A “Defesa” de Calvino não satisfez completamente nem mesmo alguns de seus melhores amigos. Zurkinden, Secretário de Estado de Berna, escreveu-lhe em 10 de fevereiro de 1554: “Gostaria que a primeira parte do seu livro, a respeito do direito que os magistrados podem ter de usar a espada para coagir os hereges, não tivesse aparecido em seu nome, mas no do seu conselho, que poderia ter sido deixado para defender seu próprio ato. Não vejo como você pode encontrar algum favor entre os homens de mente serena sendo o primeiro a tratar formalmente deste assunto, que é odioso para quase todos.” Bullinger insinuou suas objeções de forma mais branda em uma carta de 26 de março de 1554, na qual diz: “Só temo que seu livro não seja tão aceitável para muitas das pessoas mais simplórias, que, no entanto, são apegadas tanto a você quanto à verdade, em razão de sua brevidade e consequente obscuridade, e da importância do assunto...”


A pena de morte por heresia era tão difundida nos países controlados pelos calvinistas que o Padre Lecler observou:


O martirológio protestante holandês menciona 877 nomes para o século XVI, dos quais 617, ou cerca de dois terços, eram anabatistas. Proporções semelhantes provavelmente seriam encontradas na Suíça e nos países da Europa Central, onde a perseguição foi igualmente severa. 

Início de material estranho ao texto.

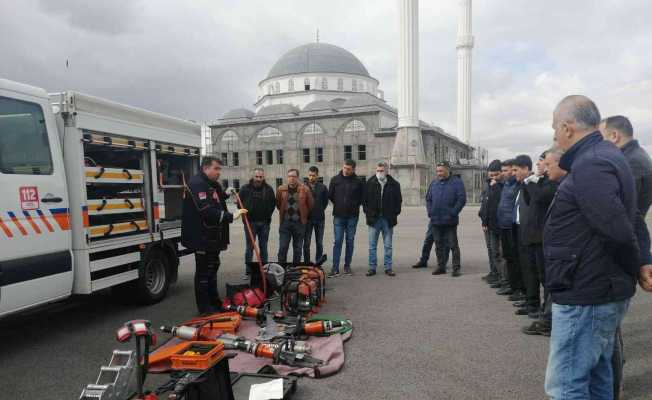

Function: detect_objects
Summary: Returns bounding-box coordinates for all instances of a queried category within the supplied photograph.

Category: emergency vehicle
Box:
[0,78,200,317]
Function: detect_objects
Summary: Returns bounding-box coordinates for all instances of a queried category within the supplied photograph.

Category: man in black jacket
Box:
[521,150,562,336]
[303,166,329,264]
[543,96,651,399]
[478,159,503,284]
[363,162,402,277]
[328,159,364,277]
[181,156,247,314]
[238,168,276,279]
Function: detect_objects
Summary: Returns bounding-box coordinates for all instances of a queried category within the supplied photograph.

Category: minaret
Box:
[456,0,474,144]
[391,0,427,205]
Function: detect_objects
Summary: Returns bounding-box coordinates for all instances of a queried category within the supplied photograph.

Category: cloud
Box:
[1,0,651,161]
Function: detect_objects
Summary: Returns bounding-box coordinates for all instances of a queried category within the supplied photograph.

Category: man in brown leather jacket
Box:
[276,168,314,263]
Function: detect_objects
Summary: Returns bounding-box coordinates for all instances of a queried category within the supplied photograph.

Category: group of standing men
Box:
[478,95,652,399]
[237,159,403,278]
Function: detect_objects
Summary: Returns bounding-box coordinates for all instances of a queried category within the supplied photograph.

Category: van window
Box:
[0,96,53,175]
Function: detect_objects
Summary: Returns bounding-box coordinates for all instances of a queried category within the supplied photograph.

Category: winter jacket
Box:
[362,175,402,227]
[307,181,329,221]
[276,184,314,225]
[181,172,233,251]
[522,175,558,245]
[622,139,652,217]
[425,175,466,226]
[479,179,503,232]
[543,132,646,305]
[496,177,518,229]
[238,180,276,224]
[328,172,364,218]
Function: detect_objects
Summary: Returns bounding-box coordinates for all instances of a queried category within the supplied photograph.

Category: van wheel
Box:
[136,249,170,304]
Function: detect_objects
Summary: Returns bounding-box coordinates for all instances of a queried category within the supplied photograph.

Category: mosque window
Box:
[232,152,239,166]
[303,148,310,163]
[233,179,240,191]
[316,147,324,163]
[344,145,353,160]
[267,85,272,95]
[352,79,357,92]
[288,79,294,92]
[304,122,323,135]
[304,78,310,91]
[358,145,366,161]
[276,178,283,188]
[344,119,366,132]
[337,78,344,91]
[258,126,282,137]
[221,130,238,141]
[321,77,328,90]
[276,149,284,164]
[256,151,263,165]
[266,150,273,165]
[221,152,228,165]
[359,82,365,92]
[222,179,229,188]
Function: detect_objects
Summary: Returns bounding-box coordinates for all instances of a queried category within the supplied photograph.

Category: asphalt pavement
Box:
[1,206,650,399]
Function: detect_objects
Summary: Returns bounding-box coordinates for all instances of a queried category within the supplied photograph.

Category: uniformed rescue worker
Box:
[181,156,247,314]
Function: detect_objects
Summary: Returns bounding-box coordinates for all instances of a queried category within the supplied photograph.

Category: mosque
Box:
[209,42,486,203]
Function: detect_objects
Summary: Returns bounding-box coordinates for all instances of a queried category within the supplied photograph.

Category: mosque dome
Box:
[266,43,370,79]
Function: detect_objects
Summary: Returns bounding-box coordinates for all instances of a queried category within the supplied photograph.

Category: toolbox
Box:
[170,341,225,371]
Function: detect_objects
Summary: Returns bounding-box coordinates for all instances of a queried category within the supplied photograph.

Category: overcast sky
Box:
[2,0,651,160]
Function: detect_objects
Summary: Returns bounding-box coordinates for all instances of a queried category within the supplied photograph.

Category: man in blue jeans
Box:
[363,162,402,277]
[543,95,652,399]
[237,168,276,279]
[328,159,364,277]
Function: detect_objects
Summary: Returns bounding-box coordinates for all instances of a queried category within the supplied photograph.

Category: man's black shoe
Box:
[508,291,526,301]
[496,287,513,295]
[481,273,495,281]
[366,270,376,277]
[513,300,528,308]
[528,310,541,319]
[489,282,502,288]
[515,306,538,316]
[412,262,427,269]
[522,321,551,336]
[452,270,461,277]
[486,276,499,284]
[385,270,396,277]
[432,268,447,275]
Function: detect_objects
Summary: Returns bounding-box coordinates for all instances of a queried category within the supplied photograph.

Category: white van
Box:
[0,78,200,317]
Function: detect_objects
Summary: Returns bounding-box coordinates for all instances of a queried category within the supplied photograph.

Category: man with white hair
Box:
[543,95,652,399]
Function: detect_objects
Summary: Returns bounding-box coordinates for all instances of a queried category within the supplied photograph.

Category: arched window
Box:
[288,79,294,92]
[274,82,280,94]
[337,78,344,91]
[221,130,238,142]
[258,126,282,138]
[304,78,310,91]
[352,79,357,92]
[321,77,328,90]
[344,119,366,132]
[359,81,365,92]
[267,85,272,95]
[304,122,323,135]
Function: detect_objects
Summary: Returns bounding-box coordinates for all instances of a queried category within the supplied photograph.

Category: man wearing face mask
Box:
[303,166,329,264]
[362,162,402,276]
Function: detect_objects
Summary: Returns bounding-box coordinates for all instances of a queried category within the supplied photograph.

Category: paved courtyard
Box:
[0,206,650,399]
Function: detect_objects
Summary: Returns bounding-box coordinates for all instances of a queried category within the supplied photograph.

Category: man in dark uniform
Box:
[181,156,247,314]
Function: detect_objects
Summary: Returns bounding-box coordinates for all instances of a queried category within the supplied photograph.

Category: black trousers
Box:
[519,243,542,309]
[194,250,221,314]
[278,219,305,264]
[420,223,461,271]
[500,227,523,291]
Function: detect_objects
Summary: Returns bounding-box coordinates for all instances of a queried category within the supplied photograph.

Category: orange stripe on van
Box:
[22,211,42,234]
[49,208,71,231]
[7,212,28,236]
[0,216,13,237]
[36,209,55,232]
[82,206,89,227]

(Vol. 1, 209; ver Henri Pirenne , Histoire de Belgique , t. III, p. 362, n. 3, baseado na Bibliographie des martyrologes protestants neerlandais, Ghent, 1890)


NOTAS


1 -  "Declaratio orthodoxae fidei" (Declaração da Fé Ortodoxa) refere-se a um tratado de 1554 de João Calvino em que ele defende a execução de hereges, especificamente contra os erros de Miguel Serveto, e advoga em favor da punição de indivíduos que desviam da fé estabelecida por ele.